Suarez and his SHR team — virtually the same group that worked with SHR driver Kurt Busch last year — have tried to accelerate building team chemistry with everything from a team bowling match to Suarez working out with his pit crew.
“I already had the chemistry with the mechanics and engineers,” said crew chief Billy Scott. “It was a matter of learning him. He has been awesome to work with and easy to deal with.
“He’s been very accommodating. He has put in the work himself. He always wants to know what kind of data he can get.”
Suarez posted just one top-10 finish in the first five races, but he has finishes of 10th and third in the last two. He has improved from 20th in the standings to 14th in the last three weeks.

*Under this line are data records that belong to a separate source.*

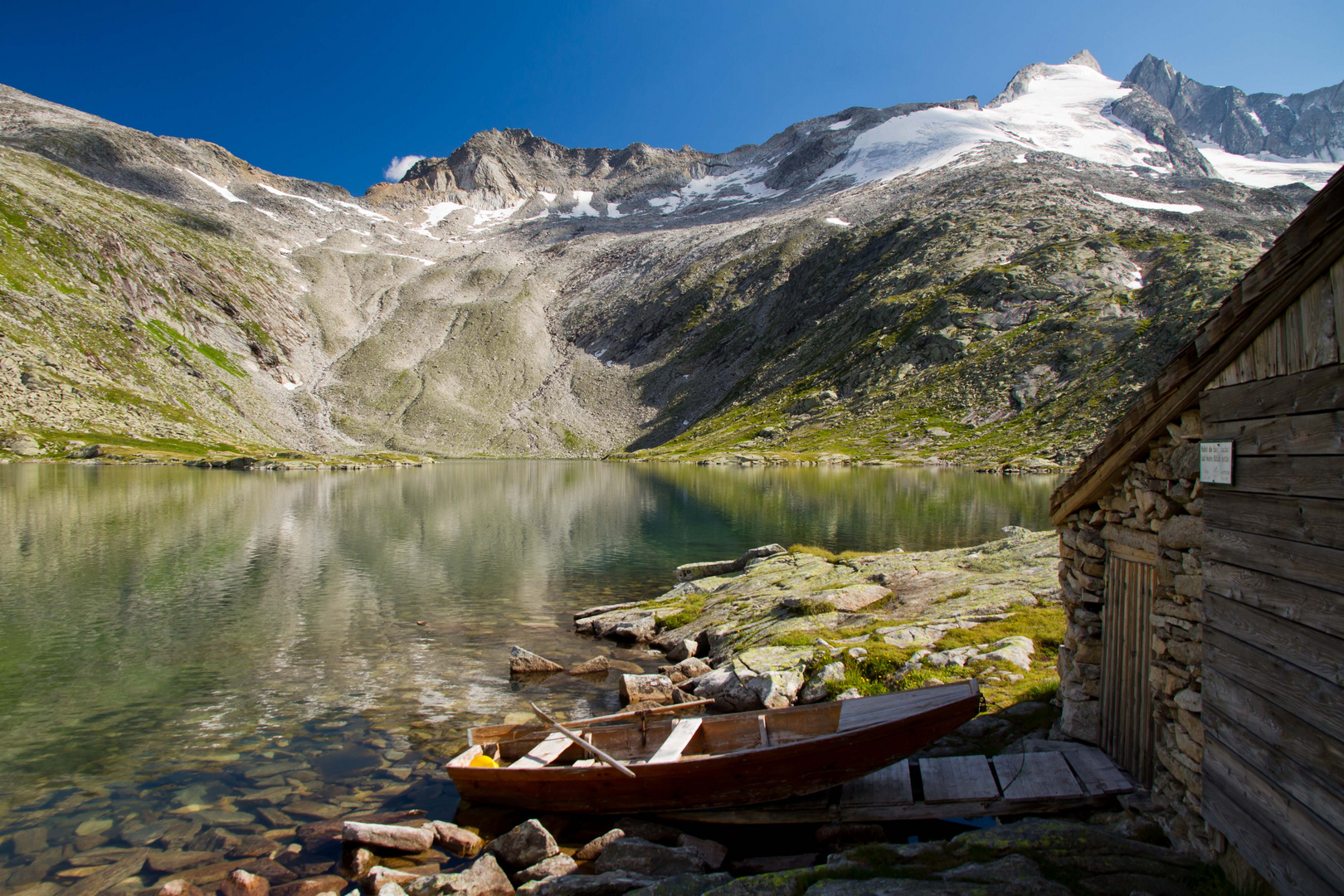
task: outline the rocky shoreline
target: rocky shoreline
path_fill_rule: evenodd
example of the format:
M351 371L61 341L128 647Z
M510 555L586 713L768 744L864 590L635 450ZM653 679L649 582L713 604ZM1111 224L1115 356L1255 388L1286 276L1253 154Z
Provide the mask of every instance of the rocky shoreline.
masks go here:
M972 548L823 553L771 544L685 564L661 596L581 610L574 626L664 653L660 674L622 678L637 704L777 709L974 677L992 705L1036 697L1048 712L1064 631L1054 532L1009 527Z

“I have always had confidence in myself,” Suarez said. “I feel like if I lose confidence in myself I have lost everything, and I know what I can do. I didn’t get here just by luck, so I know what I can do.”
Throughout last weekend at Texas, Suarez had the most consistently strong speed of any of the SHR drivers.
“I told everybody he’d be a good asset to our team,” SHR driver Clint Bowyer said. “He’s full of that piss and vinegar. That enthusiasm goes a long ways with his race team and everybody at the organization.
“He’s a bulldog, man. We saw that in Phoenix, and he drives the same way.”